Nel medesimo senso possiamo rintracciare all’interno delle scritture, che fanno il complesso universo della religione, dei riferimenti inerenti. Nella Filotea si tratta di due tristezze, una maligna e un’altra benigna, l’una paventabile, l’altra riconoscibile. Nell’Ecclesiaste ricorre in sottofondo questo tema indicativo “meglio vale andare in una casa di duolo che andare in una casa di convito, poiché quello è il fine d’ogni uomo“.

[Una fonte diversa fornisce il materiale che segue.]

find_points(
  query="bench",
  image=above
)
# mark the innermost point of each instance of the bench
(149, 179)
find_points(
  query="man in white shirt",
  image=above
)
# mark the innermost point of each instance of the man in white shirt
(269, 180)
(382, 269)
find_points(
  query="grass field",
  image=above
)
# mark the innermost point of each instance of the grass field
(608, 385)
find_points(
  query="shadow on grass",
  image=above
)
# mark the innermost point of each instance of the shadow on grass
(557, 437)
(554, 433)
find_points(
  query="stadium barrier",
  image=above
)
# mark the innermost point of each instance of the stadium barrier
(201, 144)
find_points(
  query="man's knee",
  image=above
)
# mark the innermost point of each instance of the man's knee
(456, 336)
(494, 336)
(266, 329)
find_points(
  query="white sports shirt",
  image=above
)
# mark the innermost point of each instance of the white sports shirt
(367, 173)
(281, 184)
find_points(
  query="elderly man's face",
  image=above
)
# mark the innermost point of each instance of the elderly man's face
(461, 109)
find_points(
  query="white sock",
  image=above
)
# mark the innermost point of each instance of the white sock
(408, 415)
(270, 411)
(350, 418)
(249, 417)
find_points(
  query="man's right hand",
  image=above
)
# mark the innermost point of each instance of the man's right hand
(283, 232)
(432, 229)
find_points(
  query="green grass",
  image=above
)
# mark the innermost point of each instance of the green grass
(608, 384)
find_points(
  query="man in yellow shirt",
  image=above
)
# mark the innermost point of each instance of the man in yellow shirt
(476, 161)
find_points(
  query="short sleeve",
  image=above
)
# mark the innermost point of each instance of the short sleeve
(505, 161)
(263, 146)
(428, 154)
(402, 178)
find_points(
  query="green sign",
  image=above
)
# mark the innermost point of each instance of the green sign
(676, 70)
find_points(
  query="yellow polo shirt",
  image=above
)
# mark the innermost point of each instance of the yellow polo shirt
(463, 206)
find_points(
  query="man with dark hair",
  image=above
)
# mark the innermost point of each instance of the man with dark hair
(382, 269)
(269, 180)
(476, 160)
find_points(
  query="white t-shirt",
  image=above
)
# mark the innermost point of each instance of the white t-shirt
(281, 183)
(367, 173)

La non esclusione dell’ombra si fa vitale. Fino a quel punto culminante in cui sale di sua spontanea e naturale voglia alle labbra il dire che l’ombra è un valore della vita. Ne è parte costitutiva e ne è necessaria. Così Leonardo: “chi fugge le ombre fugge la gloria dell’arte presso i nobili ingegni e l’acquista presso l’ignorante volgo il quale nulla più desidera che bellezza di colori. L’ombra è di maggior potenzia che il lume. Tu pittore per essere universale farai in un medesimo componimento che vi siano cose di grande oscurità e di gran dolcezza d’ombre“.
M’è molto premuto l’accentuare il punto in cui Leonardo dice dell’aspirazione universale, giacché pone sinteticamente quanto si è detto in questa argomentazione nostra e lo fa parere in tutta la sua necessarietà implicita e definisce in un modo autorevole lo spessore del termine Ombra.
Tutto questo risulta familiare e consustanziale a tutte le arti, le quali sono esposte alle medesime leggi, che sono appunto quelle della natura. Schumann, sotto il suo pseudonimo Florestano lo affermava indubitabilmente dicendo “l’estetica di un’arte è quella delle altre, soltanto il materiale è diverso“. Praticamente parlando, il lettore musicista può riscontrare in contenuti fattuali quel che si è riportato qui nell’articolo uscito qualche mese addietro intitolato al dominante.
Prima di chiudere vorrei terminare con una minutissima riflessione: l’ombra restaura il vigore della lucentezza.
Come Aristotele disse a chi venisse liberato alla luce della terra, avendo di fronte la pletora interminata del creato si scalfirebbe nell’intimo la suggestione meravigliata d’un imponderabile prodigio.